Proyek Tanpa Empati, Jembatan Rp4,8 Miliar yang Menghancurkan Akses dan Harapan



KabarOne.ID | Lhokseumawe — Di tengah harapan akan infrastruktur yang memudahkan hidup, proyek Jembatan Alue Awee justru menambah daftar panjang pekerjaan publik yang sarat masalah. Dengan nilai fantastis mencapai Rp4,8 miliar dari APBN Tahun Anggaran 2025, proyek ini malah menelurkan polemik yang mengguncang kepercayaan warga terhadap lembaga pengelola jalan nasional.

Berlokasi di Jalan Elak, Desa Alue Awe, Kota Lhokseumawe, proyek ini berada di bawah pengawasan Balai Pelaksanaan Jalan Nasional (BPJN) Aceh – Satker Wilayah I, dikerjakan oleh PT Dua Berlian Group asal Bireuen, dengan supervisi teknis oleh CV Mukti Partner Consultant KSO bersama PT Artek Utama.

Namun sejak pengerjaan tersebut dimulai, apa yang terjadi di lapangan jauh dari semangat pelayanan publik. Warga justru menyaksikan akses mereka terputus total tanpa solusi yang memadai. Proyek yang seharusnya menjembatani kebutuhan justru menjadi simbol keterputusan, bukan hanya secara fisik, tetapi juga secara sosial.

Warga sekitar mengaku terjebak dalam ketidaknyamanan yang nyaris tak termaafkan. Apa yang disebut sebagai "jalur alternatif" hanyalah jalan kampung sempit, licin, penuh kelokan tajam, dan tidak layak untuk kendaraan roda empat.

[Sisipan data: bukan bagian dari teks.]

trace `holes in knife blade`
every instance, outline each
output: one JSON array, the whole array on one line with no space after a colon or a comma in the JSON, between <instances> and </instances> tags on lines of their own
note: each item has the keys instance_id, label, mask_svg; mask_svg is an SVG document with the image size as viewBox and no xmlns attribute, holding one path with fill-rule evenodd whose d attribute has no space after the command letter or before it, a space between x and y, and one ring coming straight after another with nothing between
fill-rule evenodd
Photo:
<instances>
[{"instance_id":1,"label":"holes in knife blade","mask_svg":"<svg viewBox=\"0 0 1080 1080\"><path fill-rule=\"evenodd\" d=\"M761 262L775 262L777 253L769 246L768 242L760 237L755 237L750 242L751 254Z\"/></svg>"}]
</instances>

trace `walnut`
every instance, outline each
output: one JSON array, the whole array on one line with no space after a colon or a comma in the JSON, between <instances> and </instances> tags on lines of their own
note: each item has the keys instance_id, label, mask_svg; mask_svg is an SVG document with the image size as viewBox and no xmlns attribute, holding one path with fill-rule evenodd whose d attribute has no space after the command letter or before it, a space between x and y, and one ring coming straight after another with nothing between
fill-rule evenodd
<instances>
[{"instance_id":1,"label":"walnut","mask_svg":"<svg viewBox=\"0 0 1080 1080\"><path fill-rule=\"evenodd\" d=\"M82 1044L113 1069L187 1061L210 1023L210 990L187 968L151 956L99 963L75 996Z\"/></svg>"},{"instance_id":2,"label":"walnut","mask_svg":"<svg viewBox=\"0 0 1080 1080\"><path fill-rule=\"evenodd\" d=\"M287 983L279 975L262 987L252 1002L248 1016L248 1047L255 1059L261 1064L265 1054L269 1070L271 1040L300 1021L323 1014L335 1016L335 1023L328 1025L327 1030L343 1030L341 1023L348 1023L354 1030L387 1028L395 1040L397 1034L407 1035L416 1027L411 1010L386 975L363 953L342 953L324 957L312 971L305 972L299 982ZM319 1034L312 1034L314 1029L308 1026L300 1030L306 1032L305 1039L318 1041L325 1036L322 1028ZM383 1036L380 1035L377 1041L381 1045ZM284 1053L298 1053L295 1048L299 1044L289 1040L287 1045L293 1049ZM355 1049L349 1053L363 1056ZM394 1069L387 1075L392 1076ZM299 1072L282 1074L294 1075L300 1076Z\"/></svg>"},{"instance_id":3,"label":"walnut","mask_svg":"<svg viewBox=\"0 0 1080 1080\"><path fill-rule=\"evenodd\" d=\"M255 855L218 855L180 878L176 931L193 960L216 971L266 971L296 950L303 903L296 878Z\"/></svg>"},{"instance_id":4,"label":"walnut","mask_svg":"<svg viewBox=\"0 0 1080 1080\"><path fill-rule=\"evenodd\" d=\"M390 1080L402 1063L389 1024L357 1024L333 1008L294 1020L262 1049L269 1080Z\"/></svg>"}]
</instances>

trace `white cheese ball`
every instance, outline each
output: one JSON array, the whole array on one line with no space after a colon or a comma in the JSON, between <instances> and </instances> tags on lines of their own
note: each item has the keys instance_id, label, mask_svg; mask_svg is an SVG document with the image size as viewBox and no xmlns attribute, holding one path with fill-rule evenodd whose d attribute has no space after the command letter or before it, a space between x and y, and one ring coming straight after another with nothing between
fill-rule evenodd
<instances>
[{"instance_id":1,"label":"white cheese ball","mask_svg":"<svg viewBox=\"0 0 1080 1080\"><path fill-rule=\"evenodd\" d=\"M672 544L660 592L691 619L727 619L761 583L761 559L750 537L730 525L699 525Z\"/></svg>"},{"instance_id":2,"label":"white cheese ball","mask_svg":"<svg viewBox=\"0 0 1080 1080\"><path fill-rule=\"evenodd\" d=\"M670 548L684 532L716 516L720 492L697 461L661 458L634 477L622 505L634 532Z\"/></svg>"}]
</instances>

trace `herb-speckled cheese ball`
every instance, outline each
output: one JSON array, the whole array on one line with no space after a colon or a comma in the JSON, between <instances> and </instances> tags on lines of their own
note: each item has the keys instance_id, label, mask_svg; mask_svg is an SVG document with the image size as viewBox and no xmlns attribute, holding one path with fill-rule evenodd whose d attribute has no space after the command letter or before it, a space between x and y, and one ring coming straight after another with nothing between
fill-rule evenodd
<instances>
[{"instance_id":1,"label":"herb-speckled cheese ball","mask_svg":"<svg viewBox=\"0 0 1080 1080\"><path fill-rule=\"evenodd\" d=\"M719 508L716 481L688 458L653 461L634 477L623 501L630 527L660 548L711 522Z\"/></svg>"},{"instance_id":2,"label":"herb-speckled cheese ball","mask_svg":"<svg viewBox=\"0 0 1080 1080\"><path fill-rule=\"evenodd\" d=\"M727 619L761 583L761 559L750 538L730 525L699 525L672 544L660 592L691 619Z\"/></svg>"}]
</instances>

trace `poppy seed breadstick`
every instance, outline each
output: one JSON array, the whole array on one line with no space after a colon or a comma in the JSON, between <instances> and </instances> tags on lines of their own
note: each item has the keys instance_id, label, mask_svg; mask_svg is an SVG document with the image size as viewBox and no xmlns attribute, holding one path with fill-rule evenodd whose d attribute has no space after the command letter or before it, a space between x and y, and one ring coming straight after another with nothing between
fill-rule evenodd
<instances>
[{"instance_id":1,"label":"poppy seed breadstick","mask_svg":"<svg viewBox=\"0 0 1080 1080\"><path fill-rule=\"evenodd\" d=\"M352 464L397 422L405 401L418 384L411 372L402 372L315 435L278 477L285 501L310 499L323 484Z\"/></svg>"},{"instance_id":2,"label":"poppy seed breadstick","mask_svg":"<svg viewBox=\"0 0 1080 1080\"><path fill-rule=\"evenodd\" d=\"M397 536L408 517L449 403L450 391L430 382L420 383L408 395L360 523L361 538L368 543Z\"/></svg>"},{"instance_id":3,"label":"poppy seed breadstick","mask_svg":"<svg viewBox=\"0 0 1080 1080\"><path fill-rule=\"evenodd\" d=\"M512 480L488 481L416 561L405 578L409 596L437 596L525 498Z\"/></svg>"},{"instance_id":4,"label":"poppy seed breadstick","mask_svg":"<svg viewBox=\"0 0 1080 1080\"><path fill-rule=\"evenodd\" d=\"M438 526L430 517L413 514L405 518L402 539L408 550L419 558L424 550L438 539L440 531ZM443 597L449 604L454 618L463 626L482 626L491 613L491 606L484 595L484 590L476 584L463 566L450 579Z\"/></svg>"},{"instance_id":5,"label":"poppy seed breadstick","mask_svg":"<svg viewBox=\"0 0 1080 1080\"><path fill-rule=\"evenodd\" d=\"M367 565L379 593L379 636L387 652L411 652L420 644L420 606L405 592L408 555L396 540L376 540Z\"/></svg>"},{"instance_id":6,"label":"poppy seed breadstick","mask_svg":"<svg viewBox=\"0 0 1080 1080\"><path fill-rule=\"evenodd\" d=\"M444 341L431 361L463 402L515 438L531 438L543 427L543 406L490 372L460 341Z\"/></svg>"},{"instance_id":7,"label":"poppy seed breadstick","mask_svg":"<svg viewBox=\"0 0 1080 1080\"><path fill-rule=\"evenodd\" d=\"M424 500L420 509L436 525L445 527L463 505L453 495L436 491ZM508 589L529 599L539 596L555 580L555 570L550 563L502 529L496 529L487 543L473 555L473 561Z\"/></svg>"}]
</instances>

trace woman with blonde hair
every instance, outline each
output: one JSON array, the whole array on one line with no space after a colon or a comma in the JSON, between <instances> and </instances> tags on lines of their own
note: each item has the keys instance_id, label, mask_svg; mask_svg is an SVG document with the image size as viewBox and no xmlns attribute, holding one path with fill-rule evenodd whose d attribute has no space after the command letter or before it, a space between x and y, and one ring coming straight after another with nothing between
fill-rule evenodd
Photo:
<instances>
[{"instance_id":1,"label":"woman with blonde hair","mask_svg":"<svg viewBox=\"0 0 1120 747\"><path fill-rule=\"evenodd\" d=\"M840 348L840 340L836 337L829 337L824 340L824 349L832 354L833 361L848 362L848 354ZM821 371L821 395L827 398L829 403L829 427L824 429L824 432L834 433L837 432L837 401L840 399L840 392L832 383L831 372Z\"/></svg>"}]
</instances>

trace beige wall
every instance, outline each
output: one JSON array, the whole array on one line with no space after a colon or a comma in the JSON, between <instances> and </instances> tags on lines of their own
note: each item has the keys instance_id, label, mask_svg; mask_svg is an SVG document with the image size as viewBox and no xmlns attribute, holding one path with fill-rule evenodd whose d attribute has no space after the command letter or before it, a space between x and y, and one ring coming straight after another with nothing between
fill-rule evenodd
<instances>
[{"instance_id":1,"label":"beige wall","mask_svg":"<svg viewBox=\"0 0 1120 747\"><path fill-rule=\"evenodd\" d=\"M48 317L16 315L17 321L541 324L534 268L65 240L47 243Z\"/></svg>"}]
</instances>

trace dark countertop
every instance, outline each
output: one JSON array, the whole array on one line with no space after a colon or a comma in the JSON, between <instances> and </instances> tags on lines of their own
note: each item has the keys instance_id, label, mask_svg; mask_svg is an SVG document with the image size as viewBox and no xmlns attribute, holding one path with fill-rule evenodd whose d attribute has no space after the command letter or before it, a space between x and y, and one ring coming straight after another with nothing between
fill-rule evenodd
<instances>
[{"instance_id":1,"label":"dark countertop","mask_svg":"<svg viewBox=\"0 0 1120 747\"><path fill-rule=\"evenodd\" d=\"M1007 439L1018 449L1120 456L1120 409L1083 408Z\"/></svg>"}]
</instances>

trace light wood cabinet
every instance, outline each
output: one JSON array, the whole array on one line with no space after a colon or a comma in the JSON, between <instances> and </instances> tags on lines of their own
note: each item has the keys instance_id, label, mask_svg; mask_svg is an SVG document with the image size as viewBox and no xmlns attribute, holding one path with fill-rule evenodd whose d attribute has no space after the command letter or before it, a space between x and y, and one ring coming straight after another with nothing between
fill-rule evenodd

"Yang ada hanya pengumuman pengalihan jalan. Tapi jalurnya bukan dibangun baru, cuma pakai jalan lama yang rusak dan berbahaya. Roda empat saja kesusahan lewat," keluh Muharil, mahasiswi yang setiap hari mempertaruhkan keselamatan saat melintas.

Tak hanya menyulitkan akses sekolah dan kerja, kondisi ini juga memukul sektor ekonomi lokal. Para pedagang kecil kehilangan pelanggan. Aktivitas masyarakat tersendat. Mereka merasa seperti dikorbankan demi laporan serapan anggaran.

Lebih menyakitkan, papan informasi proyek yang seharusnya menjadi bentuk keterbukaan publik disembunyikan secara sengaja, seolah proyek ini ingin dijalankan dalam senyap. Padahal, keterbukaan adalah prinsip dasar dari setiap program yang dibiayai uang negara.

Langkah ini menimbulkan tanda tanya besar. Jika proyek ini benar, mengapa informasi dasarnya harus ditutup-tutupi? Apakah ada sesuatu yang tidak ingin diketahui publik?

Ketika dikonfirmasi pada Kamis (26/6), Isnanda, selaku PPK Provinsi Aceh, menyebut proyek ini telah melalui survei bersama instansi terkait seperti kepolisian dan dinas perhubungan. Ia juga mengklaim jalur utama Banda Aceh–Medan masih dapat diakses, sehingga tak seharusnya menjadi kendala.

Ia bahkan menegaskan bahwa proyek ini mendapat dukungan dari kepala desa dan masyarakat setempat. Namun pernyataan ini bertabrakan dengan kenyataan lapangan. Banyak warga mempertanyakan siapa sebenarnya yang memberi dukungan tersebut.  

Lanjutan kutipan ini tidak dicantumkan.